The situation is an incredible mess, whilst migrants are trying to make the most of it to break into blocked lorries in massive traffic jams on the motorway to Calais. It reads like a novel: The original SeaFrance company, part of the SNCF (french railways) but effectively run by an old-style stalinist union under the leadership of one Didier Cappelle, scuttled itself in 2011 through bad management and abuse of unionist power. In 2012 Eurotunnel purchased the three boats from the SNCF whilst Mr Cappelle managed to setup a cooperative company to run the new ferry operation MyFerryLink with the boats leased from Eurotunnel. Eurotunnel put a couple of conditions to this, notably the fact that it would appoint the new MyFerryLink top management, and that if Cappelle (who headed the surveillance committee of the new cooperative company) got rid of those, the lease contract would be off.

This seemd to work out until early 2015, when the british Competition and Markets Authority was called in by DFDS and P&O to rule that MyFerryLink was in an illegal position of market domination, given that Eurotunnel was running both the Channel tunnel train service and the ferryboat service. The CMA originally said this was so, before being overruled in a appeal trial in June.

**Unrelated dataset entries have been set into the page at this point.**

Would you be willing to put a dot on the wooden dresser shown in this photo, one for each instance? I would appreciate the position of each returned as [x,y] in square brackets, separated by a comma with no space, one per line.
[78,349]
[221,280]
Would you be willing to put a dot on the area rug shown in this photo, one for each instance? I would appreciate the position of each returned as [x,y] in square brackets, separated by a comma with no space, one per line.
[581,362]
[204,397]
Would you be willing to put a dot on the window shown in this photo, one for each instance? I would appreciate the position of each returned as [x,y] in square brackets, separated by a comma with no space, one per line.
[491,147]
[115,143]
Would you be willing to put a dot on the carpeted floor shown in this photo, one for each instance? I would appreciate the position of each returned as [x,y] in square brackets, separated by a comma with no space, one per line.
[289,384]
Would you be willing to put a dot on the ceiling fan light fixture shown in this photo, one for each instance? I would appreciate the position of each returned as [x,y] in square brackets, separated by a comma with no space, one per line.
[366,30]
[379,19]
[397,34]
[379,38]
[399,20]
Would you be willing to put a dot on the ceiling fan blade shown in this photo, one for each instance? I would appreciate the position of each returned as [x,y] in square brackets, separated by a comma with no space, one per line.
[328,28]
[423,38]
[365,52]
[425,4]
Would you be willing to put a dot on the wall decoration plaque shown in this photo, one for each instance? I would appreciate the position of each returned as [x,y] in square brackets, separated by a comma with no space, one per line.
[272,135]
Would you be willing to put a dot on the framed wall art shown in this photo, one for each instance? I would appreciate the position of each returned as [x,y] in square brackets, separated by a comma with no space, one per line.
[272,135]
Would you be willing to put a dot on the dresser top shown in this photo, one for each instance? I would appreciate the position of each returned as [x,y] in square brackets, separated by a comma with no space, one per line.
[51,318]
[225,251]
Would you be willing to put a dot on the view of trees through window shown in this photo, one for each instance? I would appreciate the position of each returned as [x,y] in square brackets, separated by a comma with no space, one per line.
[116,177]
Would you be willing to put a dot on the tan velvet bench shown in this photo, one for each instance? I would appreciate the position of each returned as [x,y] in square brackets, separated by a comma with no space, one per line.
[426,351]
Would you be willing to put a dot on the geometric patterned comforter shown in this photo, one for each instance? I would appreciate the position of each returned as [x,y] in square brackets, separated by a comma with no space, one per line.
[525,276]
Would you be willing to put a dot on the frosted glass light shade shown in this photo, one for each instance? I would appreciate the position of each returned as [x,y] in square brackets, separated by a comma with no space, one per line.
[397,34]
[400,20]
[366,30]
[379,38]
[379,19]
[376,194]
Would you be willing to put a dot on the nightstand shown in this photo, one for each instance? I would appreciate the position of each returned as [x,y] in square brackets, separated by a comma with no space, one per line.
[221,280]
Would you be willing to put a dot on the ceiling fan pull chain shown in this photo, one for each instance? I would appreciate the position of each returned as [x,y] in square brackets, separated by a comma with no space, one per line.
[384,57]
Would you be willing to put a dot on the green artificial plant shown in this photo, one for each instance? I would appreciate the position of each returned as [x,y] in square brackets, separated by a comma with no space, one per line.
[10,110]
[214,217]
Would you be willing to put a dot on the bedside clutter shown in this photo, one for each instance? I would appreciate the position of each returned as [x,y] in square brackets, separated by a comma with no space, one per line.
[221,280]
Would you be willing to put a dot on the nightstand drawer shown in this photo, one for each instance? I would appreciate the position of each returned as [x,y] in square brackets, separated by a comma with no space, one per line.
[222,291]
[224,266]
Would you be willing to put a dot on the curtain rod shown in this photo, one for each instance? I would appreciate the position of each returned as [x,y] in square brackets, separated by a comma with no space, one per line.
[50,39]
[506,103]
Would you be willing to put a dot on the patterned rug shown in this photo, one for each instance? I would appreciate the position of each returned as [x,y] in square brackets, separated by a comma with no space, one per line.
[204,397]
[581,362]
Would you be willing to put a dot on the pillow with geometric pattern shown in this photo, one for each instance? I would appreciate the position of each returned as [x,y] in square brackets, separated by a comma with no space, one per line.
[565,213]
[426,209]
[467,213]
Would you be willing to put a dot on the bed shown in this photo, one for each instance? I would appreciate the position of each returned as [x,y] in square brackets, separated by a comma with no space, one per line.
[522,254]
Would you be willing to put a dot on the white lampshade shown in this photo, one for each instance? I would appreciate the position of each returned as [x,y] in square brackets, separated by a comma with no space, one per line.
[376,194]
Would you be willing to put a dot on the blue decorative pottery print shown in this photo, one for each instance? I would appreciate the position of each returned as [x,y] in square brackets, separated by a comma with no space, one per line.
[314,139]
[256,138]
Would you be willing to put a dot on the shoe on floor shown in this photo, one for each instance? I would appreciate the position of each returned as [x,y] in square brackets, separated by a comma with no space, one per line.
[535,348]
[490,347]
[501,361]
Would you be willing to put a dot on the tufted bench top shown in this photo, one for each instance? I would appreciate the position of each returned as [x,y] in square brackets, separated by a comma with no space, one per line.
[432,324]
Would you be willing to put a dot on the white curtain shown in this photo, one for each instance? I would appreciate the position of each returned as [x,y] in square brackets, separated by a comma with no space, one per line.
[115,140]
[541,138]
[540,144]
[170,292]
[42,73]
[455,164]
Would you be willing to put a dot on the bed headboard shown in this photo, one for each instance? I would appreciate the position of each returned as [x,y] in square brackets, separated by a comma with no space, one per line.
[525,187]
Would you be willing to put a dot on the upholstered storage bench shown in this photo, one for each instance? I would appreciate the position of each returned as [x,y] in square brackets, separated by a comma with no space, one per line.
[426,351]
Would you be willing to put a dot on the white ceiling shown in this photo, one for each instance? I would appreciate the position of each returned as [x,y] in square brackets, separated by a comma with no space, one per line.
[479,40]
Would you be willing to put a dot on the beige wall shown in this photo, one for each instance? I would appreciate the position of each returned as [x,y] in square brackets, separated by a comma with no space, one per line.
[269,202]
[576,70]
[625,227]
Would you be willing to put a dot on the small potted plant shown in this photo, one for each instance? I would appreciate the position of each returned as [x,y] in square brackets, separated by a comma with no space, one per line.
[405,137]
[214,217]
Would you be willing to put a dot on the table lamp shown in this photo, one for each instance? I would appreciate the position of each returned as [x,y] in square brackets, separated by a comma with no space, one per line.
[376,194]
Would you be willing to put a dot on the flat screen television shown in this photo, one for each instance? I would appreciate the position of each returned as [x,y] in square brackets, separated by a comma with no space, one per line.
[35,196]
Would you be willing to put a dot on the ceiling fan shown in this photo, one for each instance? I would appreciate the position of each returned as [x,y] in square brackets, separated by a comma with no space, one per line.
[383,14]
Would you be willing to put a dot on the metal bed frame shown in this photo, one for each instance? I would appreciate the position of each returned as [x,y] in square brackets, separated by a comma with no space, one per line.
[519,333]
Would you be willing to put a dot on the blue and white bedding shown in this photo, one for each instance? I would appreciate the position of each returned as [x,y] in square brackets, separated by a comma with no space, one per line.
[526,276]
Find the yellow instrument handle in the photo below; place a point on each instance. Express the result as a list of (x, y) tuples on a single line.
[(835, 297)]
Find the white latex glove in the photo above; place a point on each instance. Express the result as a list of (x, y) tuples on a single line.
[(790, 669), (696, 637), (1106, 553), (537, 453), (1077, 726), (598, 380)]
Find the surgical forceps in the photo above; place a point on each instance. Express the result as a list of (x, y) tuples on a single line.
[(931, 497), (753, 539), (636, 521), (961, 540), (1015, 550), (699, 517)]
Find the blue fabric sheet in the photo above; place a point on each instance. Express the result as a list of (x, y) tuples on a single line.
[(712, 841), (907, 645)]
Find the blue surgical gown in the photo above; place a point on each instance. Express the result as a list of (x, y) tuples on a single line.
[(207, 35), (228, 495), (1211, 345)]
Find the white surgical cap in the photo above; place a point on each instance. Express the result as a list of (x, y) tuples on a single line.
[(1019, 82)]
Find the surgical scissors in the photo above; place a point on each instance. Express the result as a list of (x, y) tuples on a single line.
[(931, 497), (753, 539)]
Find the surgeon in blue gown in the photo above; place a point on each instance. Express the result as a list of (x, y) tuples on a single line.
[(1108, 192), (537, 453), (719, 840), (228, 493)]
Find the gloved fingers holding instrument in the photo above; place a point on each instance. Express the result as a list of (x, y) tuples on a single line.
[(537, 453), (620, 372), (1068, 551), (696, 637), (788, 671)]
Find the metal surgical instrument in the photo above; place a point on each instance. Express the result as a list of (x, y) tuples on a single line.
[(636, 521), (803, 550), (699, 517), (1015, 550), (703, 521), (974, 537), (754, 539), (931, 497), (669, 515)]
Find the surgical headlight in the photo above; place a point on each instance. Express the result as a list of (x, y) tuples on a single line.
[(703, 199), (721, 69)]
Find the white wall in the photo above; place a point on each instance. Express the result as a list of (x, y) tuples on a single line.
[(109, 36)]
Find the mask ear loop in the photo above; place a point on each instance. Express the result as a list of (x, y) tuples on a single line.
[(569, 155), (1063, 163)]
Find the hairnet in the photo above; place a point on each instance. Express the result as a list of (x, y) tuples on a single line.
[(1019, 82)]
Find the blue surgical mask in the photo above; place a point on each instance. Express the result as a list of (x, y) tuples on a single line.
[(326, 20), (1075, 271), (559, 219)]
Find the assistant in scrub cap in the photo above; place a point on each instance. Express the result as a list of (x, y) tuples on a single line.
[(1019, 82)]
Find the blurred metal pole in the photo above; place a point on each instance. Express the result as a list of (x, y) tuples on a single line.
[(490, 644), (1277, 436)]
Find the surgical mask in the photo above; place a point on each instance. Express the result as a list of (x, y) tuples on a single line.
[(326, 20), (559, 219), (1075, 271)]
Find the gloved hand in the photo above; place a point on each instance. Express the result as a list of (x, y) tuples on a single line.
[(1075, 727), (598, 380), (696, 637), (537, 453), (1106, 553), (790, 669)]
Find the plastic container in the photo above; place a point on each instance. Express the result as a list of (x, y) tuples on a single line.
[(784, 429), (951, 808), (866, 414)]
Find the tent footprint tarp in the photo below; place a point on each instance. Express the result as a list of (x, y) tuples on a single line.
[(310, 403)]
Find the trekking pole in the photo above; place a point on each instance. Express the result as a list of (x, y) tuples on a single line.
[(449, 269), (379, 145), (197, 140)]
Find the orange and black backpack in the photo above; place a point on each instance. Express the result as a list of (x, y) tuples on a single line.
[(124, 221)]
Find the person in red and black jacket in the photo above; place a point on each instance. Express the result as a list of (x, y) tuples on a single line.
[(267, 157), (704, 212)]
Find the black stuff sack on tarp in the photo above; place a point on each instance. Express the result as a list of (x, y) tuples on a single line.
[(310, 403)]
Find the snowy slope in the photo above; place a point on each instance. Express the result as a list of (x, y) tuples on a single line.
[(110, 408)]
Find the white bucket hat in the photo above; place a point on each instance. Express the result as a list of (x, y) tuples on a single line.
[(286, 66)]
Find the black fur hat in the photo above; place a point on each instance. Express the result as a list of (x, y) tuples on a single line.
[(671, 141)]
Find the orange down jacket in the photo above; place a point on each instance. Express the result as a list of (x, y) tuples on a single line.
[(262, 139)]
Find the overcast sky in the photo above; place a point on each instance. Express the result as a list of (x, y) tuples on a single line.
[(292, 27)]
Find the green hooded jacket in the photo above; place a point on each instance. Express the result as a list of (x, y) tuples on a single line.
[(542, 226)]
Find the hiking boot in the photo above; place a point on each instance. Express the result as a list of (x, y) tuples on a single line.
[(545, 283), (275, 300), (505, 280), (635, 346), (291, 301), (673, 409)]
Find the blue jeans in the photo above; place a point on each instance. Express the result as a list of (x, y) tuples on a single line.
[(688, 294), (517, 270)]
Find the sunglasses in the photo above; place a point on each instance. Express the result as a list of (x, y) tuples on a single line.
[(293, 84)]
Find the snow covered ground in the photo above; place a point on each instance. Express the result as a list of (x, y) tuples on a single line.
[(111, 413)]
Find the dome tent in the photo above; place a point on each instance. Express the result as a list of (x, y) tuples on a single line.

In the meantime, Didier Cappelle decided to fire the Eurotunnel-appointed management. Eurotunnel decided to give up on this, using the risk of further action by the CMA against MFL as an excuse to get rid of Cappelle and his suicidary bunch, and lease its boats elsewhere.

Didier Cappelle died of a heart attack on learning that Eurotunnel was going to lease his boats to DFDS.

In true french unionist fashion, a strike and port blocade was decided to complain on a situation that is in fact, to a large extent, of the union’s own making. Had they not provoked Eurotunnel, they might very well have struck a deal to acquire the ferries from them, given the bit of time whch the overturning of the CMA ruling had given them. Now they have lost 200 to 300 jobs, their leader, and their company.

What’s an honest sailor to do?

You can check-out my previous french chronicles here.

A propos Vincent Verschoore

Animateur de Ze Rhubarbe Blog depuis 2008.

2 réponses

  1. Thanks for the update on French politics. I too was disappointed with the Assange decision. I expected more from France. Why does Holland cowtow to the Americans? I hope you write about Greece. Do you think the EU nations should go the way of Iceland?

    1. Vincent

      Hi Martin! I think we just don’t imagine the amount of arm-twisting that goes on in diplomatic circles. And the US probably knows things about the french state, through spyng, that they can use to shut up Hollande. But I’m not even sure Hollande has any will to help whistle-blowers in the first place, as the french power structure has become essentially useless and is building a wall of jurisdiction to protect itself from the people.